In the more frequently considered case of a non-stable utility function, my understanding is that the agent will not try to identify the terminal attractor and then act according to that- it doesn't care about what 'it' will value in the future, except instrumentally. Rather, it will attempt to maximize its current utility function, given a future agent/self acting according to a different function. Metaphorically, it gets one move in a chess game against its future selves.
I don't see any reason for a temporarily uncertain agent to act any differently. If there is no function that is, right now, motivating it to maximize paperclips, why should it care that it will be so motivated in the future? That would seem to require a kind of recursive utility function, one in which it gains utility from maximizing its utility function in the abstract.
In this case, the AI has a stable utility function - it just doesn't know yet what it is.
For instance, it could be "in worlds where a certain coin was heads, maximise paperclips; in other worlds, minimise them", and it has no info yet on the coin flip. That's a perfectly consistent and stable utility function.
I'm soon going to go on a two day "AI control retreat", when I'll be without internet or family or any contact, just a few books and thinking about AI control.
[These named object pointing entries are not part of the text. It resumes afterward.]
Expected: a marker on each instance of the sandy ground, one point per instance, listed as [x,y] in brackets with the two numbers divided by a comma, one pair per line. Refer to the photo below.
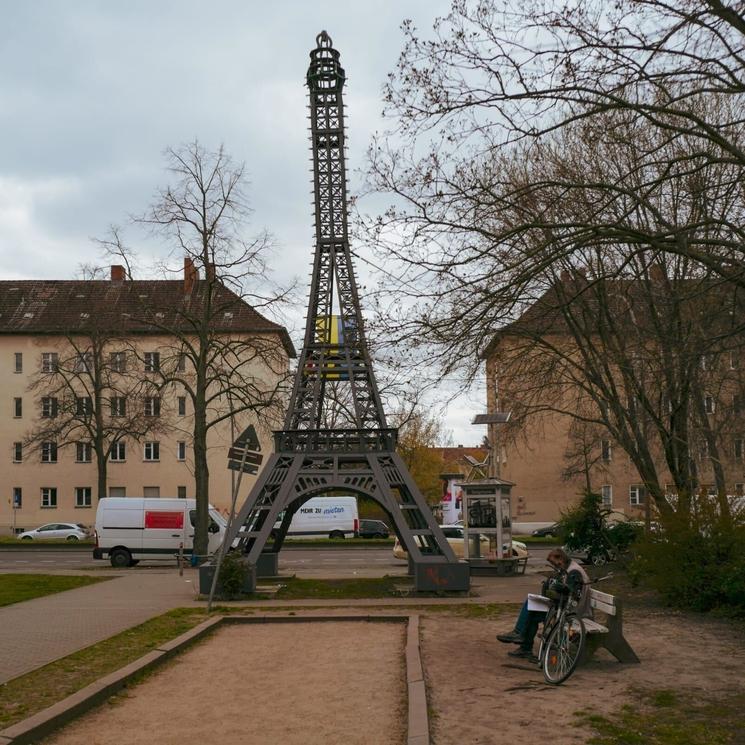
[295,684]
[482,697]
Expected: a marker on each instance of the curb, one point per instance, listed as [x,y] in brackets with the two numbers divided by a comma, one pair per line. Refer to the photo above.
[48,720]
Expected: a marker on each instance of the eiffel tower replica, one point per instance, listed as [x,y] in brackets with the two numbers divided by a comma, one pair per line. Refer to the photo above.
[317,452]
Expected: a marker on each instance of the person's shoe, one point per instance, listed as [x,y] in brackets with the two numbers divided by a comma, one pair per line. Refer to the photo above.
[526,654]
[512,638]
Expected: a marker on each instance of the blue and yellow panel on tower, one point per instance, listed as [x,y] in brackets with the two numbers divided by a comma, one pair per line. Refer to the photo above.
[330,330]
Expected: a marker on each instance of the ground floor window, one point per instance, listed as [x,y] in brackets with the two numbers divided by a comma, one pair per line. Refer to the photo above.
[83,496]
[49,496]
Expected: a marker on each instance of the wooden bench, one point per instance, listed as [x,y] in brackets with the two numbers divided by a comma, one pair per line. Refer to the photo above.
[610,634]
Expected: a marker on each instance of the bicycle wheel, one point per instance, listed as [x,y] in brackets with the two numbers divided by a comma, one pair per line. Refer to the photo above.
[564,647]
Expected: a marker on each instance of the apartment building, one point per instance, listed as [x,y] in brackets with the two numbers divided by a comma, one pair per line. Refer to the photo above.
[552,456]
[109,359]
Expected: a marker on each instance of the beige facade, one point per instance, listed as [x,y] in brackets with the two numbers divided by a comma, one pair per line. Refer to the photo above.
[64,488]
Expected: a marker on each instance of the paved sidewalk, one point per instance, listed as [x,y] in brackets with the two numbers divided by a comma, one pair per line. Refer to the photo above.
[37,632]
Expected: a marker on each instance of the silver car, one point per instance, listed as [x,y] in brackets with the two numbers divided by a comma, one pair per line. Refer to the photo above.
[56,531]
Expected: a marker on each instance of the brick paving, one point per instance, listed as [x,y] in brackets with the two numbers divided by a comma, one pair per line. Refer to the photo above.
[37,632]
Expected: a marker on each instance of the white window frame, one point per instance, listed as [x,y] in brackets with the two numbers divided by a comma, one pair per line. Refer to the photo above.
[118,452]
[152,361]
[48,497]
[118,406]
[49,362]
[118,361]
[637,495]
[83,452]
[606,451]
[49,407]
[83,496]
[151,451]
[710,405]
[48,452]
[152,405]
[606,492]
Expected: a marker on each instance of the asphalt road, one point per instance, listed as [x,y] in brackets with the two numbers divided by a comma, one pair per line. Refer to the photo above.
[305,562]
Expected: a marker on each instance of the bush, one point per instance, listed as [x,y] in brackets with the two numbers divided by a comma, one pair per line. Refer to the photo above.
[233,574]
[700,567]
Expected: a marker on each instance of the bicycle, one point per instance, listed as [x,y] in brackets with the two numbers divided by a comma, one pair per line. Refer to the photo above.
[563,636]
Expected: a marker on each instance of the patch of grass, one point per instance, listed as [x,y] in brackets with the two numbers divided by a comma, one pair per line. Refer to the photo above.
[667,717]
[15,588]
[339,589]
[30,693]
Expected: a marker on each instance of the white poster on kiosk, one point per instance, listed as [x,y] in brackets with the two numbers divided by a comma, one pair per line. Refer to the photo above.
[452,499]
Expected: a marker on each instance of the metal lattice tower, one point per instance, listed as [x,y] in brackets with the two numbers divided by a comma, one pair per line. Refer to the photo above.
[335,437]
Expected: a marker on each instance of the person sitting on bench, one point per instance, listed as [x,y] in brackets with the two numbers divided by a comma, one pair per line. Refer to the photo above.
[528,621]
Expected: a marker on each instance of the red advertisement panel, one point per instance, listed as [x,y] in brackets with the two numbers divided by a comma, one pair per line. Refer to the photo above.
[170,520]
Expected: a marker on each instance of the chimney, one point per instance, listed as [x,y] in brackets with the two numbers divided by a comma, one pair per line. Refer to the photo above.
[191,275]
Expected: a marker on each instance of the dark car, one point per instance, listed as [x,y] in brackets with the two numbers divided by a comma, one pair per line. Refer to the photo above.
[548,532]
[373,529]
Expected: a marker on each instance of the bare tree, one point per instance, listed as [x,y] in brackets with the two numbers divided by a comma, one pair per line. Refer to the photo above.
[228,359]
[89,399]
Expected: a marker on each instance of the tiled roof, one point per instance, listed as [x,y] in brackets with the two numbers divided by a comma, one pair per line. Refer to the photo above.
[128,307]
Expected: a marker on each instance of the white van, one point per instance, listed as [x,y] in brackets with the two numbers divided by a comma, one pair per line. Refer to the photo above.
[129,529]
[332,517]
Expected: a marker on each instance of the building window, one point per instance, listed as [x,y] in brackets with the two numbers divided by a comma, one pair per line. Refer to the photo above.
[118,452]
[607,493]
[49,407]
[152,406]
[709,404]
[83,405]
[118,361]
[48,452]
[49,496]
[152,361]
[118,406]
[637,494]
[606,451]
[83,452]
[82,496]
[49,361]
[83,362]
[152,451]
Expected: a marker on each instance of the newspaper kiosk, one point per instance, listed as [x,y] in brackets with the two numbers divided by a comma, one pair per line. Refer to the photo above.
[487,526]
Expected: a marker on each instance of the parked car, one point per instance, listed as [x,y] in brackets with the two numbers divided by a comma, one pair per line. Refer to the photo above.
[373,529]
[57,531]
[550,531]
[454,535]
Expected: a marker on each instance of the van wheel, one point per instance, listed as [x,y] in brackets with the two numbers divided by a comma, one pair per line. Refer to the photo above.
[120,558]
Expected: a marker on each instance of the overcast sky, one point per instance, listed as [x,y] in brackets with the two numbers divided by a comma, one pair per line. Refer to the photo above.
[91,93]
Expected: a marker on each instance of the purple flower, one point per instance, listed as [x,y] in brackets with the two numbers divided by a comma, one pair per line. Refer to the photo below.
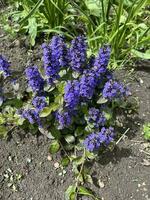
[39,102]
[87,85]
[46,54]
[35,80]
[101,61]
[71,96]
[64,119]
[4,66]
[96,117]
[113,89]
[77,53]
[91,62]
[51,65]
[32,116]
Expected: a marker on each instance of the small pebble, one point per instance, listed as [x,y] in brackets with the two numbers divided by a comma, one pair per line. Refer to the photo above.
[56,165]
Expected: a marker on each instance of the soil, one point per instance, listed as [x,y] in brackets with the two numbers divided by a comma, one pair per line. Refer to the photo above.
[28,172]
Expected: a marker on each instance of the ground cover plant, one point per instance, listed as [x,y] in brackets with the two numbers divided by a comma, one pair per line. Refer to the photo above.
[73,99]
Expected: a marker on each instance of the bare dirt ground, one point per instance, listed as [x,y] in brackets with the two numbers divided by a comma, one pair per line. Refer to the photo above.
[28,173]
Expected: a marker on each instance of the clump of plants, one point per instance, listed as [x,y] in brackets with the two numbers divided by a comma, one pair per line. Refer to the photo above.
[146,131]
[72,99]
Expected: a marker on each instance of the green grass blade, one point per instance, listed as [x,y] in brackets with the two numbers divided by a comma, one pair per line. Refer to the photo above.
[34,9]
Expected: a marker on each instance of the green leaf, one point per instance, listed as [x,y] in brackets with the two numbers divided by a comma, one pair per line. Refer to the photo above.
[70,138]
[3,131]
[2,119]
[79,160]
[54,147]
[70,193]
[89,155]
[139,54]
[55,133]
[146,130]
[65,161]
[47,110]
[34,9]
[102,100]
[86,192]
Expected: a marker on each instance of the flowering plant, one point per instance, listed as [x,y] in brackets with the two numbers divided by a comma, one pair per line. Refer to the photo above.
[72,99]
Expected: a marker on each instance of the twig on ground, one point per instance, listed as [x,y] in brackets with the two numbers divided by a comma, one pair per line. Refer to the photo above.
[122,135]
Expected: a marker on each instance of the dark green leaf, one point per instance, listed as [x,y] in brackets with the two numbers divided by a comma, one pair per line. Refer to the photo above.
[54,147]
[3,131]
[86,192]
[70,193]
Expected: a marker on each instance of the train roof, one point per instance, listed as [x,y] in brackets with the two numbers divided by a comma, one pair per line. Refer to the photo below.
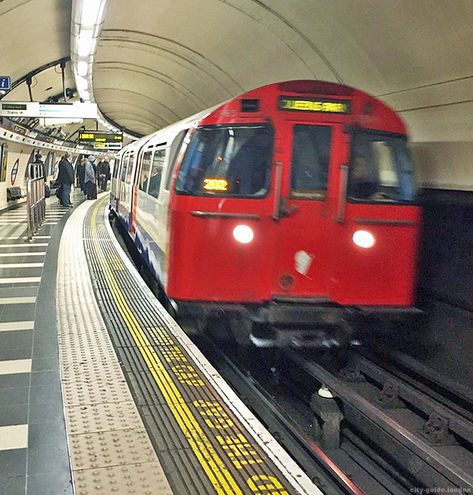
[307,87]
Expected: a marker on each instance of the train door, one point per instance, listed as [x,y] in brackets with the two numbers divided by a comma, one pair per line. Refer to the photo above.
[373,233]
[114,186]
[121,186]
[303,253]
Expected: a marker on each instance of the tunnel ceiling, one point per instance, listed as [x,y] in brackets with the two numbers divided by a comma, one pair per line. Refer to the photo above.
[165,60]
[158,61]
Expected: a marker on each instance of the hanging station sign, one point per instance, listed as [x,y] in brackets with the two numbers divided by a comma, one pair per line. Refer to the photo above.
[54,110]
[101,140]
[5,83]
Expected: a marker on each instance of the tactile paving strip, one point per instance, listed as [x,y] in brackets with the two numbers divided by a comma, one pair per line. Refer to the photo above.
[202,444]
[109,447]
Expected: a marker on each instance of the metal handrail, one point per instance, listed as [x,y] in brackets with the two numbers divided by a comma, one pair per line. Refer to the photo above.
[35,199]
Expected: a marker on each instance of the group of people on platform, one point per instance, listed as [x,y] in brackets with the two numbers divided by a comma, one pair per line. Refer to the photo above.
[88,174]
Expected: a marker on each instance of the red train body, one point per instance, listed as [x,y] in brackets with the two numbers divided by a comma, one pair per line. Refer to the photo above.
[291,203]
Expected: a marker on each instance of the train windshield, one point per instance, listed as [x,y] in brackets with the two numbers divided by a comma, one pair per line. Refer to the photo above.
[380,169]
[230,161]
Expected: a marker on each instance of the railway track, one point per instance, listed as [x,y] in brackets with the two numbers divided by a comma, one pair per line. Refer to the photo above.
[383,430]
[425,439]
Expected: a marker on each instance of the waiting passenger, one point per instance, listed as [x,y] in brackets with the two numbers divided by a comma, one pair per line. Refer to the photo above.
[103,173]
[80,173]
[90,183]
[65,179]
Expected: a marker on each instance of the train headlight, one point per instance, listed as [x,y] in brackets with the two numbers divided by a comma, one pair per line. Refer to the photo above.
[243,234]
[364,239]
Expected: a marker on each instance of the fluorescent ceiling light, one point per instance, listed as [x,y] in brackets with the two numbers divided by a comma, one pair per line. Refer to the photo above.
[90,12]
[82,84]
[82,68]
[85,43]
In the meantime, here is one idea I found along the way.
We often prefer leaders to follow deontological rules, because these are harder to manipulate by those whose interests don't align with ours (you could say the similar things about frequentist statistics versus Bayesian ones).
What about if we applied the same idea to AI control? Not giving the AI deontological restrictions, but programming with a similart goal: to prevent a misalignment of values to be disastrous. But who could do this? Well, another AI.
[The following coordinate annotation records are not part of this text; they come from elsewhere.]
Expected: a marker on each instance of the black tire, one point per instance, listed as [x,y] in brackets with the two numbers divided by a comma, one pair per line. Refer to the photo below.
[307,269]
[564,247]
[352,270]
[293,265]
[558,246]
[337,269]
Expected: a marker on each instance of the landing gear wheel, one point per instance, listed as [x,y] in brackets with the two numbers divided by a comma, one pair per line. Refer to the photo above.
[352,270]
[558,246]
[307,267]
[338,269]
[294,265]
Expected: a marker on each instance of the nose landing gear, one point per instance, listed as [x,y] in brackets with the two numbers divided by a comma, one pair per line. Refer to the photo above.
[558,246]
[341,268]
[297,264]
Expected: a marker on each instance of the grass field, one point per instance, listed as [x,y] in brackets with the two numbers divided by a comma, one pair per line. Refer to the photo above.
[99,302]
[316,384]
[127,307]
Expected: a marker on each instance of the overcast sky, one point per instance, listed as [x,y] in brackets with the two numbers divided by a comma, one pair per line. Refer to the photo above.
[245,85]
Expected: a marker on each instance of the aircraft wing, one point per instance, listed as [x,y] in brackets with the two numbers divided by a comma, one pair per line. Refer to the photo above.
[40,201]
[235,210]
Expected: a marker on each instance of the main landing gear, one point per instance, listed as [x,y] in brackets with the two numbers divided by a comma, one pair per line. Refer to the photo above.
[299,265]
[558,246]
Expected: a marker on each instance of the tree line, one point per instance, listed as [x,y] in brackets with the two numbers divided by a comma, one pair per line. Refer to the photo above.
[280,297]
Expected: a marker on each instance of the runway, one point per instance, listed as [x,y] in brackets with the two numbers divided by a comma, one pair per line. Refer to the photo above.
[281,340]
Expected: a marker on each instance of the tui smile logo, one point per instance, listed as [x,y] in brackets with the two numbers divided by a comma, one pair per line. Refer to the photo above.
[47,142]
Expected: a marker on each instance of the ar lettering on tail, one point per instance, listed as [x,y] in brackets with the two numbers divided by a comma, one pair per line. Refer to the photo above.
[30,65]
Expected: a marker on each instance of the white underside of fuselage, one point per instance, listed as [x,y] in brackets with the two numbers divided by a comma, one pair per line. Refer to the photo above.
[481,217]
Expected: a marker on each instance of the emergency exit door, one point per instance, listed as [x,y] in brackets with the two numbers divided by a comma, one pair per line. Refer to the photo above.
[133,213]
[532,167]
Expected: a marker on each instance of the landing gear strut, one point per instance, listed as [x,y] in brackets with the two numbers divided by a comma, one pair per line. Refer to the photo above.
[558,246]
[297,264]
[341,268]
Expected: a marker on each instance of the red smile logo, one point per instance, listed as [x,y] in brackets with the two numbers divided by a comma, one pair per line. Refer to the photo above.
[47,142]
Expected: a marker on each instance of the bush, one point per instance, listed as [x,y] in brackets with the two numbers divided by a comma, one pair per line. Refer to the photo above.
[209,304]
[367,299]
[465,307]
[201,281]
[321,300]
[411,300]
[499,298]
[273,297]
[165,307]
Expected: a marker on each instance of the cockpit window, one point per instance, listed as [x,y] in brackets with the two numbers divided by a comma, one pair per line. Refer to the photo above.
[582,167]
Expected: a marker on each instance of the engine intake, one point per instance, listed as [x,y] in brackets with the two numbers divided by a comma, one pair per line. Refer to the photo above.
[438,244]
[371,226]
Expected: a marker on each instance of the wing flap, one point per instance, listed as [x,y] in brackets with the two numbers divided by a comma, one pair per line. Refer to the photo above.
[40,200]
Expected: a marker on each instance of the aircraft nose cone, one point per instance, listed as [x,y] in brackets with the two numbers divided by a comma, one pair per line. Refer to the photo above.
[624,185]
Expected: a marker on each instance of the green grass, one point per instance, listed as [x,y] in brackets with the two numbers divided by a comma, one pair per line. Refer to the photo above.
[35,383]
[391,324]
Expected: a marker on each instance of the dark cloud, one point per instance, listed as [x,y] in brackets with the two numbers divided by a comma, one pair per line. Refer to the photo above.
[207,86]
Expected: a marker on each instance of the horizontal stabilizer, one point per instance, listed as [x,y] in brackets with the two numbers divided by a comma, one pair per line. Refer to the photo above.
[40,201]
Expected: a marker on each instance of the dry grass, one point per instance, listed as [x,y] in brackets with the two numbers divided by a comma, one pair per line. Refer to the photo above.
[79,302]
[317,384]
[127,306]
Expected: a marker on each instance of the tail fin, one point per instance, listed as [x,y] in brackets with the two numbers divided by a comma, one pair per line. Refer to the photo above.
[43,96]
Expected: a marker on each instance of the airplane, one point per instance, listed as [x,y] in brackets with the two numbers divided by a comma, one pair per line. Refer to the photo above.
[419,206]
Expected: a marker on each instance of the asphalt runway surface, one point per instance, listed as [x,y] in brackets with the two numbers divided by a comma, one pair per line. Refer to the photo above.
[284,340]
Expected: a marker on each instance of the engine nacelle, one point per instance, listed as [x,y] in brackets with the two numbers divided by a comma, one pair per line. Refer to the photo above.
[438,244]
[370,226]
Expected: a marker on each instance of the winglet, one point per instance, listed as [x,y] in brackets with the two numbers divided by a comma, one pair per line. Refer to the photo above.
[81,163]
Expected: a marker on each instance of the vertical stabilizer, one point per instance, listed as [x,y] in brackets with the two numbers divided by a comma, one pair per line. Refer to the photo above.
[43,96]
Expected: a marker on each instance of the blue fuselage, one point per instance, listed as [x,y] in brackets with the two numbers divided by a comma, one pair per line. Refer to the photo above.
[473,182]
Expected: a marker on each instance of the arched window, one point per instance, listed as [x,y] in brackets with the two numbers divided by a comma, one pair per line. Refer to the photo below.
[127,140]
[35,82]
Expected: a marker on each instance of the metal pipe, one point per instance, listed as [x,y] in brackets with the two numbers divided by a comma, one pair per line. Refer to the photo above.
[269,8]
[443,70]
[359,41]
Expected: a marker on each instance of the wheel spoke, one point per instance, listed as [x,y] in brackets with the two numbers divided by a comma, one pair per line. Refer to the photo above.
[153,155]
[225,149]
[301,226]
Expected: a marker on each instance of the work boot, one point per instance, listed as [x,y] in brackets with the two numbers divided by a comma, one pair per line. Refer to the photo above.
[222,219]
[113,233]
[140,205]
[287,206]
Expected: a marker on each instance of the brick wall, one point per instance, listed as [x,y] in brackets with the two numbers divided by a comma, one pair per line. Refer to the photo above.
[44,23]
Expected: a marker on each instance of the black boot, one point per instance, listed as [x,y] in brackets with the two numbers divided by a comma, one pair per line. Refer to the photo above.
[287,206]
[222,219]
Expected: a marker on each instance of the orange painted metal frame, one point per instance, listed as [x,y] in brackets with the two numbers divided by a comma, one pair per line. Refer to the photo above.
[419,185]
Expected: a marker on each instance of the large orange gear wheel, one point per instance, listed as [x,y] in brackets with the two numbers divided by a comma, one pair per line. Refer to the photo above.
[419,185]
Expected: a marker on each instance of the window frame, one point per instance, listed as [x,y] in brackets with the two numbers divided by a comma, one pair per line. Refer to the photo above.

My rough idea goes something like this:
AI A is tasked with maximising utility function u - a utility function which, crucially, it doesn't know yet. Its sole task is to create AI B, which will be given a utility function v and act on it.
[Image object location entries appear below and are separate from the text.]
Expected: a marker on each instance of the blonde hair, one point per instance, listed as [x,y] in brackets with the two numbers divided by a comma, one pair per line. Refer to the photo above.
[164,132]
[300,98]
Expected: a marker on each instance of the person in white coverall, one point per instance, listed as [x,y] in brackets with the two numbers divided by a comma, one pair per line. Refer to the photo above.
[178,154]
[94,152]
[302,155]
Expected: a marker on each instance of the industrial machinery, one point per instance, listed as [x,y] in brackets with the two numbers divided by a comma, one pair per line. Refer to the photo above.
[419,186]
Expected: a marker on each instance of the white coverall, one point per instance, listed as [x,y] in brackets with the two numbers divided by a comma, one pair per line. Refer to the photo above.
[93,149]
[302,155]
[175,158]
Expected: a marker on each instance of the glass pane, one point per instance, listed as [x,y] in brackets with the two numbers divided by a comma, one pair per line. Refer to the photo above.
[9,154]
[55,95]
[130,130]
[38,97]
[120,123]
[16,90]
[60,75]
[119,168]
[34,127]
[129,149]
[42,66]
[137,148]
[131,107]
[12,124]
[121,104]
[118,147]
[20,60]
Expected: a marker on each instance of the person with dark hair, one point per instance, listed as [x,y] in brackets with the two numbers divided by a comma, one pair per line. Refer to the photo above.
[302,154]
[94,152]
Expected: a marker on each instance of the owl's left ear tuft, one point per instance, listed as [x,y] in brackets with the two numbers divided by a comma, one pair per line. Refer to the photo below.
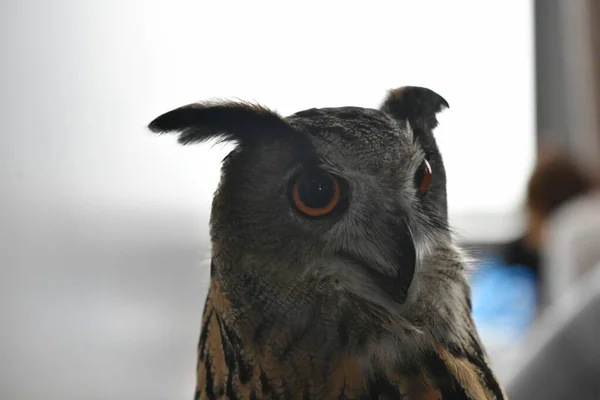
[416,104]
[225,120]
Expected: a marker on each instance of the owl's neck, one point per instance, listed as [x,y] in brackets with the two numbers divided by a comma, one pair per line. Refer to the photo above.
[234,362]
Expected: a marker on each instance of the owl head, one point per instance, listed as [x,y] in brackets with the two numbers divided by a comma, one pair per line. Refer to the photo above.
[325,206]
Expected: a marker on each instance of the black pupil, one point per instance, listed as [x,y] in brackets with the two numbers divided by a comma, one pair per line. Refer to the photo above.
[316,190]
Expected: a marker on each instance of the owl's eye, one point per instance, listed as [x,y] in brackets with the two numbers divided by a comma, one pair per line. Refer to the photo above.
[315,193]
[423,178]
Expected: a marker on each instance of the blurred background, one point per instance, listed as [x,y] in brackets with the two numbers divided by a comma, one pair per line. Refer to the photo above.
[104,227]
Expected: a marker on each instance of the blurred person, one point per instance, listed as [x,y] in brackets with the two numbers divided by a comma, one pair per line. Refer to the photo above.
[509,288]
[555,181]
What will v be? Well, I was thinking of taking u and adding some noise - nasty noise. By nasty noise I mean v=u+w, not v=max(u,w). In the first case, you could maximise v while sacrificing u completely, it w is suitable. In fact, I was thinking of adding an agent C (which need not actually exist). It would be motivated to maximise -u, and it would have the code of B and the set of u+noise, and would choose v to be the worst possible option (form the perspective of a u-maximiser) in this set.
So agent A, which doesn't know u, is motivated to design B so that it follows its motivation to some extent, but not to extreme amounts - not in ways that might sacrifice some of the values of some sub-part of its utility function, because that might be part of the original u.
Do people feel this idea is implementable/improvable?